Self-Paced Reading Designer

This skill encodes expert knowledge for designing self-paced reading (SPR) experiments in psycholinguistics. SPR is the most widely used behavioral method for studying real-time sentence comprehension during reading (Jegerski, 2014). A competent programmer without psycholinguistics training will reliably make errors in region segmentation, spillover design, and comprehension question construction -- all of which invalidate the resulting data.

For detailed region segmentation strategies, see references/region-segmentation.md. For statistical analysis guidance, see references/analysis-guide.md.

Why SPR Design Requires Domain Expertise

Self-paced reading appears deceptively simple: participants press a button to reveal successive words. But the scientific value of an SPR experiment depends entirely on decisions that require psycholinguistic training:

Region boundaries determine what you can measure. A critical region that spans a clause boundary conflates syntactic processing with wrap-up effects (Just & Carpenter, 1980). A non-specialist would not know this.
Spillover is not a bug -- it is the primary data pattern. In SPR, processing difficulty at word N often appears in reading times at words N+1 and N+2, not at word N itself (Mitchell, 2004; Rayner, 1998). Failing to include and analyze spillover regions means missing the effect entirely.
Comprehension questions that target the critical manipulation create demand characteristics. Participants learn to attend strategically to the manipulation, distorting natural reading patterns (Jegerski, 2014).
Word length and frequency confounds are invisible to non-specialists. If the critical word in condition A is longer or less frequent than in condition B, reading time differences reflect lexical properties, not the intended manipulation (Keating & Jegerski, 2015).

Research Planning Protocol

Before executing the domain-specific steps below, you MUST:

State the research question — What specific sentence processing question is this SPR study addressing?
Justify the method choice — Why SPR (not eye-tracking, ERP, acceptability judgment)? What alternatives were considered?
Declare expected outcomes — What reading time pattern (at which region) would support vs. refute the hypothesis?
Note assumptions and limitations — What does SPR assume? Where could it mislead (e.g., lack of regressive eye movements)?
Present the plan to the user and WAIT for confirmation before proceeding.

For detailed methodology guidance, see the research-literacy skill.

⚠️ Verification Notice

This skill was generated by AI from academic literature. All parameters, thresholds, and citations require independent verification before use in research.

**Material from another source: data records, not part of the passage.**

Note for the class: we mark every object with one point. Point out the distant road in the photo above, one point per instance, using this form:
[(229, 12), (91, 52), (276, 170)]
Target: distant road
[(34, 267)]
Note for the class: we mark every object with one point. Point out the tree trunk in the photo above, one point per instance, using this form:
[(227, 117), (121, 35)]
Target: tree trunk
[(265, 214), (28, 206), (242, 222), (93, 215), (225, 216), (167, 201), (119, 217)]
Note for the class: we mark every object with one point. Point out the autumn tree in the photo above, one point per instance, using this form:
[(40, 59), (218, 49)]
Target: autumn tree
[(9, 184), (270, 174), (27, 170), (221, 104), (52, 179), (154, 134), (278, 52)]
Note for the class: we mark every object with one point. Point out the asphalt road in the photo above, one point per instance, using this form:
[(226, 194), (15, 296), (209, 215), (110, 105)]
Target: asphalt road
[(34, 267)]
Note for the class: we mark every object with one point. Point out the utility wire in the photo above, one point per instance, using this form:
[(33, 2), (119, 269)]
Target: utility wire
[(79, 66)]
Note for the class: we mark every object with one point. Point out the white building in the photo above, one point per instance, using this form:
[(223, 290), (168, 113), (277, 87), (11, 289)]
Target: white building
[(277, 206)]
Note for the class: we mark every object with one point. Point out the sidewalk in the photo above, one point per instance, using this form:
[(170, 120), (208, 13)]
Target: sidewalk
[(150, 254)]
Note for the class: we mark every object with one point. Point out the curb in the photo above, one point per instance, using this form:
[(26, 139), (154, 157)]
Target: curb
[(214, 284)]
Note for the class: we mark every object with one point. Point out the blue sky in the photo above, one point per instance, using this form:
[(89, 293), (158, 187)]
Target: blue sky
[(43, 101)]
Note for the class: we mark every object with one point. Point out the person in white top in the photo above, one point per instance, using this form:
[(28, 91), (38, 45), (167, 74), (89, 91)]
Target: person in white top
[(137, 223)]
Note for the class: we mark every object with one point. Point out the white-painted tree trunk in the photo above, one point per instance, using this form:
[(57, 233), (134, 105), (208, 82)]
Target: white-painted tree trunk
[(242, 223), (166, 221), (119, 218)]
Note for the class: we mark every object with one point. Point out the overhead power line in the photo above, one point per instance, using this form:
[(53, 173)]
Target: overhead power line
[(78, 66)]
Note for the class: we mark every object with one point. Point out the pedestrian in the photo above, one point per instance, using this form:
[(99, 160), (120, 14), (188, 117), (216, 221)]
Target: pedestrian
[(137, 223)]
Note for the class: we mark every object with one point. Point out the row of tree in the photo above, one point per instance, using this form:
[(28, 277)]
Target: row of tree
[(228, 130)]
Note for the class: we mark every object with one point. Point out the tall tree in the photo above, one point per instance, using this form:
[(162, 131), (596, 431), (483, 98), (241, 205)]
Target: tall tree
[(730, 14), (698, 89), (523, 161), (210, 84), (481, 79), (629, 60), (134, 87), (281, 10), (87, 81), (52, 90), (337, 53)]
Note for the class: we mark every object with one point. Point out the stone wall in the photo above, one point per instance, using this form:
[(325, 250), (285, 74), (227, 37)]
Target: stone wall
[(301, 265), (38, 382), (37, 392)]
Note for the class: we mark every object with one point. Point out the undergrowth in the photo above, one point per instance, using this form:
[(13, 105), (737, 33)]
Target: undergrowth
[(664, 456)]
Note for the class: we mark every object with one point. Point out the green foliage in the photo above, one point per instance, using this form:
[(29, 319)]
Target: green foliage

If you find errors, please open an issue.

Core Workflow

Step 1: Select a Presentation Method

Choose based on your research question, population, and resources:

1A. Non-Cumulative Moving Window (Standard)

The sentence is displayed as dashes; each button press reveals the next word and re-masks the previous one (Just, Carpenter, & Woolley, 1982)
Advantages: Most widely used, large existing literature for comparison, preserves spatial layout information
Disadvantages: Prevents regressions (unlike natural reading), produces spillover effects that spread over 2-4 words (Mitchell, 2004)
Use when: You need comparability with the existing SPR literature; you are studying incremental sentence processing

1B. Cumulative Moving Window

Each button press reveals the next word, but previously revealed words remain visible
Advantages: More similar to natural reading (partial text context remains)
Disadvantages: Rarely used; harder to compare with the dominant non-cumulative literature; participants may re-read prior context, introducing noise (Jegerski, 2014)
Use when: Naturalness of reading is more important than comparability with prior work

1C. Phrase-by-Phrase Presentation

Sentences are segmented into multi-word regions; each button press reveals a phrase
Advantages: Faster for participants; appropriate when word-level resolution is not needed
Disadvantages: Region boundaries must be linguistically principled (see references/region-segmentation.md); reduces temporal resolution; risks confounding region length with reading time
Use when: Your manipulation spans a multi-word constituent and word-by-word resolution is unnecessary

1D. Centered (RSVP-style) Presentation

Words appear one at a time at a fixed screen position (typically center)
Advantages: Eliminates eye movement confounds; simpler programming
Disadvantages: Destroys spatial layout; removes positional information that readers normally use; rarely used in modern SPR (Jegerski, 2014)
Avoid unless: You have a specific theoretical reason to eliminate spatial layout

1E. Maze Task (Modern Alternative)

Two words appear simultaneously; the participant selects the word that continues the sentence (Forster, Guerrera, & Elliot, 2009; Witzel, Witzel, & Forster, 2012)
L-maze (Lexicality maze): Distractor is a pronounceable nonword
G-maze (Grammaticality maze): Distractor is a real word that is ungrammatical in context
A-maze (Auto-maze): Distractors generated automatically via NLP (Boyce, Futrell, & Levy, 2020)
Advantages: Dramatically reduced spillover compared to SPR; forced incremental processing; works well for web-based data collection (Boyce et al., 2020); better statistical power per item than SPR for syntactic effects (Witzel et al., 2012)
Disadvantages: Slower overall pace; dual-task demand (comprehension + selection); less natural than button-press SPR; requires distractor generation
Use when: You need precise localization of effects, want to reduce spillover, or plan web-based data collection

Step 2: Configure Timing Parameters

Parameter	Recommended Value	Rationale
Response timeout	None (self-paced) or 3000-5000 ms per region	No timeout is standard for in-lab SPR; timeout prevents excessively slow responses in web-based studies (Boyce et al., 2020)
Inter-stimulus interval (ISI)	0 ms for non-cumulative moving window	Standard practice; the next word appears immediately when the previous is masked (Just et al., 1982)
ISI for phrase-by-phrase	0 ms (typical)	Any nonzero ISI introduces a blank that disrupts reading and may introduce strategic pausing
Pre-sentence fixation	*+ or for 500-1000 ms**	Orients attention to display location; standard in SPR (Jegerski, 2014)
Post-sentence delay	0-500 ms before comprehension question	Brief delay prevents motor interference between last word button-press and question response
Practice trials	6-10 items minimum	Familiarizes participants with button-press rhythm and comprehension questions; use different sentences than experimental items (Jegerski, 2014; Keating & Jegerski, 2015)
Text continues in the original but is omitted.